Voters in the 1st Legislative District have a solid core of experienced lawmakers who deserve new terms in Olympia.
In the House of Representatives, Democratic incumbents Al O’Brien and Jeanne Edwards bring impressive skills and varied interests that combine into a good package for district residents.
In the race for House Position 1, O’Brien faces Eric Marrs, a hotel convention services manager with a longstanding interest in politics. Two decades ago, while still a college student, Marrs ran for a legislative seat as a Democrat. He says that as he matured, he became more conservative. Marrs is concerned about the size of government and a lack of leadership in the Legislature, leading to increasing numbers of initiatives.
O’Brien, however, is offering the kind of positive leadership that the Legislature needs.
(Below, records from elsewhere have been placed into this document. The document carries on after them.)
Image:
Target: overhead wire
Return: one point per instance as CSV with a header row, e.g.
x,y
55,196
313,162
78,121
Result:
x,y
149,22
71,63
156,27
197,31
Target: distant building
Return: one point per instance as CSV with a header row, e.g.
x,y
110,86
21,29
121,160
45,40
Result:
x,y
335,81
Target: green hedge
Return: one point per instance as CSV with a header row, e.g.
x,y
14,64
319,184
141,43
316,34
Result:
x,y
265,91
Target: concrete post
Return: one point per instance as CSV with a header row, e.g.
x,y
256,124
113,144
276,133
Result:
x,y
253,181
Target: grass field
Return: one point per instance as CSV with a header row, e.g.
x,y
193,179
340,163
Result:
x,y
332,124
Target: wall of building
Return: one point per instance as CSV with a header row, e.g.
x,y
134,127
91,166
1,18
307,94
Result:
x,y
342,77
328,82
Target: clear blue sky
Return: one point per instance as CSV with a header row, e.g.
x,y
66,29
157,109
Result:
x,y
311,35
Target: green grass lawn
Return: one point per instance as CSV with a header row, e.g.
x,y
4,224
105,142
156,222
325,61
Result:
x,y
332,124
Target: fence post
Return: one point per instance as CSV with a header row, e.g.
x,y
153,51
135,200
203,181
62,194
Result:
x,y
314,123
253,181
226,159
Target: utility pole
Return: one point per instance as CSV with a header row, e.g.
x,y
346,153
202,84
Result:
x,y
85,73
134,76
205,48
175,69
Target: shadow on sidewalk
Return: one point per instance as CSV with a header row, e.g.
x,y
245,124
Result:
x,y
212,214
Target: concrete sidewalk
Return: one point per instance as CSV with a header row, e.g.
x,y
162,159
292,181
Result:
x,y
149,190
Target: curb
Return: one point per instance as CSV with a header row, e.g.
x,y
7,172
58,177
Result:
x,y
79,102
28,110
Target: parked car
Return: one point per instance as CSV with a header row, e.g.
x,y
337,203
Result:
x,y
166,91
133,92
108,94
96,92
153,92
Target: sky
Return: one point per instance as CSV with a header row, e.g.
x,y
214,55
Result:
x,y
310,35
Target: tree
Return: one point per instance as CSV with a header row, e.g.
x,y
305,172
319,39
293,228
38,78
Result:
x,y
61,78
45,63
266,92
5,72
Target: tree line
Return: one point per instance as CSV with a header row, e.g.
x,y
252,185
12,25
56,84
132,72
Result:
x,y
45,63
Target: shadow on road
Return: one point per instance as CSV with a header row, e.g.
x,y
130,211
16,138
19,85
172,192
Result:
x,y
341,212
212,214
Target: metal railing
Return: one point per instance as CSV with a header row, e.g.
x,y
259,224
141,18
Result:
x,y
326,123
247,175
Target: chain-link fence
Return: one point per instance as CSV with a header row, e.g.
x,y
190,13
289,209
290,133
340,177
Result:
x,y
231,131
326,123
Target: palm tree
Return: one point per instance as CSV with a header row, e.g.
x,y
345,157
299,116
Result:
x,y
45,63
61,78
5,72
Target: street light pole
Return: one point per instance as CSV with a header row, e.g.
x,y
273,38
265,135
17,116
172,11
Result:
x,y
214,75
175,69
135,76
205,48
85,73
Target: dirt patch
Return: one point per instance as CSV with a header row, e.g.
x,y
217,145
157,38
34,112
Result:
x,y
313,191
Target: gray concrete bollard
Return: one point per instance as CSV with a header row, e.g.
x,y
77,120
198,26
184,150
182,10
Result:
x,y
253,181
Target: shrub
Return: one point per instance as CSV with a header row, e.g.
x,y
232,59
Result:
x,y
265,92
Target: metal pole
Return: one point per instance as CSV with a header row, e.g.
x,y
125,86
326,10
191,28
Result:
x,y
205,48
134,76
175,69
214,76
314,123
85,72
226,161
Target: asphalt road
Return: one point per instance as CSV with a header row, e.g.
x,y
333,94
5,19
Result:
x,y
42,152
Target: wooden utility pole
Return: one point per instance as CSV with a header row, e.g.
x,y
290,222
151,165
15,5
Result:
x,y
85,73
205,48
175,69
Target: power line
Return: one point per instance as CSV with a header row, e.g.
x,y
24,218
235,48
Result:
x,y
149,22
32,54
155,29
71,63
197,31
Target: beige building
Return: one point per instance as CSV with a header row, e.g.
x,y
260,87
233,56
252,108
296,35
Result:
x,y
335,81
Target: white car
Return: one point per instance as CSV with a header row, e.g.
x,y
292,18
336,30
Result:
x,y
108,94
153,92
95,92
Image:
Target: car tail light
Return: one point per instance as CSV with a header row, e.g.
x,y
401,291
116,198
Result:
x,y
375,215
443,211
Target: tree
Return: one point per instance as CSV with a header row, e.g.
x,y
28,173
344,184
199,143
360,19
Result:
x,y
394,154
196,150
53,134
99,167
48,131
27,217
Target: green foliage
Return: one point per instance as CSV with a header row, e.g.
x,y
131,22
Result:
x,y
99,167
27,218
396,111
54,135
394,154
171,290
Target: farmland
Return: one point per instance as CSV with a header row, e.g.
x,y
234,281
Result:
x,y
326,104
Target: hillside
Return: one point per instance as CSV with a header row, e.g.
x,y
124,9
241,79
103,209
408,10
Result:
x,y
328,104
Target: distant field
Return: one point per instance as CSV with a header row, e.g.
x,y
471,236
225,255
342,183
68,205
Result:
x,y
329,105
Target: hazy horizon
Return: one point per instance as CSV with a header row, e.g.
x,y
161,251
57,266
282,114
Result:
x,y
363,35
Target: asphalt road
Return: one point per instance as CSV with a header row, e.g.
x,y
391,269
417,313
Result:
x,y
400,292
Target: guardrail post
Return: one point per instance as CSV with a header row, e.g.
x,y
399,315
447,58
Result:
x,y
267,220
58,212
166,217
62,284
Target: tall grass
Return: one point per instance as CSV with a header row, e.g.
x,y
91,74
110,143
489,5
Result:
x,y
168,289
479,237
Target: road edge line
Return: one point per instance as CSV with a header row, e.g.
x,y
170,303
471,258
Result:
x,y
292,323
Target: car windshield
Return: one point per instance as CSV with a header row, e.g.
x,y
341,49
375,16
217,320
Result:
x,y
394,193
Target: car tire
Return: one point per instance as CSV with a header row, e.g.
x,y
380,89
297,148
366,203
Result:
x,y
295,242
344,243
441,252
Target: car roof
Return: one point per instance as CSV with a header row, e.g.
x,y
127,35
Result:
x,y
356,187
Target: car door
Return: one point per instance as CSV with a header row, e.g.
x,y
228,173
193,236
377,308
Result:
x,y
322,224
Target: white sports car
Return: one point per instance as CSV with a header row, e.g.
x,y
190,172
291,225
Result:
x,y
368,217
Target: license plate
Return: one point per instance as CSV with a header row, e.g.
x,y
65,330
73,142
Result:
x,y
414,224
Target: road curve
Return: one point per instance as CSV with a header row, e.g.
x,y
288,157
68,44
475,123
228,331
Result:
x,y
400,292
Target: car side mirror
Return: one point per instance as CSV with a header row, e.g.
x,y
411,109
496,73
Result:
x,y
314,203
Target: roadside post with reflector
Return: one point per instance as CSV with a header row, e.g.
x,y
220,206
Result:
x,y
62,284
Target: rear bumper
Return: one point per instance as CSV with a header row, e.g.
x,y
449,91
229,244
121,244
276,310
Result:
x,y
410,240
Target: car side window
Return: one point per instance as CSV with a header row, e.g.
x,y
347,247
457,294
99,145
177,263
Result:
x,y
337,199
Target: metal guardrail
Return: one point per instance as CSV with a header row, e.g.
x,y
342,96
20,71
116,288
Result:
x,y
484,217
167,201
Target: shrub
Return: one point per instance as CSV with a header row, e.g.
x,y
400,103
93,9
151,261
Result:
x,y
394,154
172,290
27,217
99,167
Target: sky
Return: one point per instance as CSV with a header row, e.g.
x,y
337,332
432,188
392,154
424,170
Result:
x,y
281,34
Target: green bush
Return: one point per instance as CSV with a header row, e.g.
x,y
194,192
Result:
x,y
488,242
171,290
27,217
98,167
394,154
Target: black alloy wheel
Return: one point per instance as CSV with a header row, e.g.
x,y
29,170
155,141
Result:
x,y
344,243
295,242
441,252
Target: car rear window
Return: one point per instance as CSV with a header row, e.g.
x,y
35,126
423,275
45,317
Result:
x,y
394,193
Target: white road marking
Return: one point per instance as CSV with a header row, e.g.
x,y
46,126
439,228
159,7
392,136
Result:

As he notes, the learning curve for new legislators is very steep but he has progressed well. Now in his fourth year as a legislator, O’Brien has involved himself heavily in capital construction issues and he served as co-chair of the Criminal Justice Committee. His background as a former Seattle police officer is a valuable addition to the Legislature. In addition, he brings a moderate, balanced perspective to the issues.
Edwards is seeking just her second term as the district’s Position 2 representative. Despite being a freshman, she was appointed a vice chair of the Transportation Committee. She knows transportation issues well from earlier service as a member of the Bothell City Council and board of Community Transit. Edwards also serves on the Health Care Committee, providing a voice that is knowledgeable about the needs of families and children on limited incomes. Her opponent is Andy Vanderhof, a first-time candidate who served as president of the Eastside Young Republicans in 1996.
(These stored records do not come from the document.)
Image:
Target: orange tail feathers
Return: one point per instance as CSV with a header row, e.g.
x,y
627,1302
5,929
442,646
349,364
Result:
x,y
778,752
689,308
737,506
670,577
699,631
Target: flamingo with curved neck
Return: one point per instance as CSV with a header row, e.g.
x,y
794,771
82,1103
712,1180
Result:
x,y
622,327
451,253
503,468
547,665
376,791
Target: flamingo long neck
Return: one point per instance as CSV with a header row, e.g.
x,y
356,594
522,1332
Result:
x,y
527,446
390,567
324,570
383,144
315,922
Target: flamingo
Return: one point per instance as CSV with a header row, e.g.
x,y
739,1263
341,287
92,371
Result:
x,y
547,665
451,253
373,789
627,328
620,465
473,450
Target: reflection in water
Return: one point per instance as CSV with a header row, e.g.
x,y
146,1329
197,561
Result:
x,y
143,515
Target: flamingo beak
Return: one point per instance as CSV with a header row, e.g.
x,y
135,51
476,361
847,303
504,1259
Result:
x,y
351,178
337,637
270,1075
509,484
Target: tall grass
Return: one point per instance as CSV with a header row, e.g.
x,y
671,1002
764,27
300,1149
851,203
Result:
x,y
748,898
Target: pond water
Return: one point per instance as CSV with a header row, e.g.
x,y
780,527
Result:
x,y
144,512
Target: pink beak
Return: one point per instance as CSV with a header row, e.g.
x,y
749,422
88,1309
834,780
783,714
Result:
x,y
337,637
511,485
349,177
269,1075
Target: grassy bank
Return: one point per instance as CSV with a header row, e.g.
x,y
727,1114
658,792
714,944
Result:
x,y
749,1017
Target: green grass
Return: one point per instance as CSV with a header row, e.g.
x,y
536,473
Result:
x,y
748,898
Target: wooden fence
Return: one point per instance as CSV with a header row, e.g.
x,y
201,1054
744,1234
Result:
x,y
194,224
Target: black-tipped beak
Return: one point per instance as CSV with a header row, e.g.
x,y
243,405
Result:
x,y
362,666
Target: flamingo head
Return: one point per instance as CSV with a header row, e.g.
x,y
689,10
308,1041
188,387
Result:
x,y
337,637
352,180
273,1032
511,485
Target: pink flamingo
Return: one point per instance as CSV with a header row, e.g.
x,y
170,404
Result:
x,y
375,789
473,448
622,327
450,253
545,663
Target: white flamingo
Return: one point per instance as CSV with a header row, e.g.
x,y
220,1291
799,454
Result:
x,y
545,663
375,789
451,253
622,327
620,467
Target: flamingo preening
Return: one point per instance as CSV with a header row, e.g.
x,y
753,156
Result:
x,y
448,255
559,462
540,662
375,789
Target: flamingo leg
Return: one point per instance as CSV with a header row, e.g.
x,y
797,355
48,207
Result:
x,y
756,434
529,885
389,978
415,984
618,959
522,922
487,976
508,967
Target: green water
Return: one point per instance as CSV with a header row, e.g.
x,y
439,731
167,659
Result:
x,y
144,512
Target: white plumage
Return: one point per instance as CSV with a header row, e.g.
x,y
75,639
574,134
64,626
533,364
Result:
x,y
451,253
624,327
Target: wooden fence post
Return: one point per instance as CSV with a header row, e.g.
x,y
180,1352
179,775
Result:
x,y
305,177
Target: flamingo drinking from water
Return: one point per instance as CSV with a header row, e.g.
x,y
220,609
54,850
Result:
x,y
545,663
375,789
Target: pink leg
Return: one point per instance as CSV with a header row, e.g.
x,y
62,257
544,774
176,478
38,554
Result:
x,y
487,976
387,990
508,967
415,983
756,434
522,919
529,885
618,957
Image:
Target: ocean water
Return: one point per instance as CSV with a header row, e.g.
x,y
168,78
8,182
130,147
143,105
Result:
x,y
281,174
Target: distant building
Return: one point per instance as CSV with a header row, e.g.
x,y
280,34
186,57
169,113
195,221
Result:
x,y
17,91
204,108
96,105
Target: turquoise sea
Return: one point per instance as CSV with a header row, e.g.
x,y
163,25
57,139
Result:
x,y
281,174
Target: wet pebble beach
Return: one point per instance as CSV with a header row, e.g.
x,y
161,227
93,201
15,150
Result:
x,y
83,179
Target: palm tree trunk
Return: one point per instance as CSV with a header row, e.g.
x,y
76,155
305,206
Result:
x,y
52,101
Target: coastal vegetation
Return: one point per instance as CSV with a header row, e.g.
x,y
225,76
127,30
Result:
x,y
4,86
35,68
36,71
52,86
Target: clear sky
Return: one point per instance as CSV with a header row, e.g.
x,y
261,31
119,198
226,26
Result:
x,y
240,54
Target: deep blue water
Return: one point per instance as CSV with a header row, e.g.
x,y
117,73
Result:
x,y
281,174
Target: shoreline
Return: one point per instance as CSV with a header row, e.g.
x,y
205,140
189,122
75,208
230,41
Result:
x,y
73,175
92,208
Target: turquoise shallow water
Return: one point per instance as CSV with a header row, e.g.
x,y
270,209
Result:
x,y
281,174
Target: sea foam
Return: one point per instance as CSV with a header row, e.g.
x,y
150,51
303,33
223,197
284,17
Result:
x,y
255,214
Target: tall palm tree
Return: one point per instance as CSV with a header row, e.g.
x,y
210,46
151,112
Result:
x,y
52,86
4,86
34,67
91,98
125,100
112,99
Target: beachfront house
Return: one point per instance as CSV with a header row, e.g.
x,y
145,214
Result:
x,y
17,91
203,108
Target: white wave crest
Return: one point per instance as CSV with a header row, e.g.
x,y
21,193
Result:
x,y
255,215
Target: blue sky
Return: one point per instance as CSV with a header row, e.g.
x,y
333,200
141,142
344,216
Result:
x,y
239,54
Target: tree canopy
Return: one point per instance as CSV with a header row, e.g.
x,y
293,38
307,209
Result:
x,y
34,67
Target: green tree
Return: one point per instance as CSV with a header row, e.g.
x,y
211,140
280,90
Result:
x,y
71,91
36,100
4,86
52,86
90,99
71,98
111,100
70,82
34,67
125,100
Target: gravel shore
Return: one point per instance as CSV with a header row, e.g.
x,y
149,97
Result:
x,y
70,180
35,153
In the Senate race, voters have the most difficult choice. Incumbent Democratic Sen. Rosemary McAuliffe is a narrow choice.
The opponent is a well-qualified, thoughtful candidate, Republican Leo Van Hollebeke. Van Hollebeke says he would be particularly interested in improving public education to keep families interested in their local schools. It exemplifies Van Hollebeke’s great potential for a cooperative, bipartisan approach that he served as Democratic U.S. Sen. Patty Murray’s campaign manager in 1988, when she was seeking a seat in the state Senate. He expresses concern that the Legislature is contributing to the number of initiatives by failing to keep in touch with public sentiment.
That’s a relevant issue, particularly because McAuliffe is chair of the Senate Education Committee. The three education-related initiatives on this year’s ballot should be a clear signal to McAuliffe that voters aren’t getting the results they expect out of the Legislature. The charter schools issue, in particular, could have been resolved in the Legislature rather than at the ballot box if she had led her committee to act on a bipartisan House proposal. McAuliffe, however, deserves credit for her vital and consistent support of higher academic standards and a long-term education reform process. She also follows well the transportation issues facing the district and the state.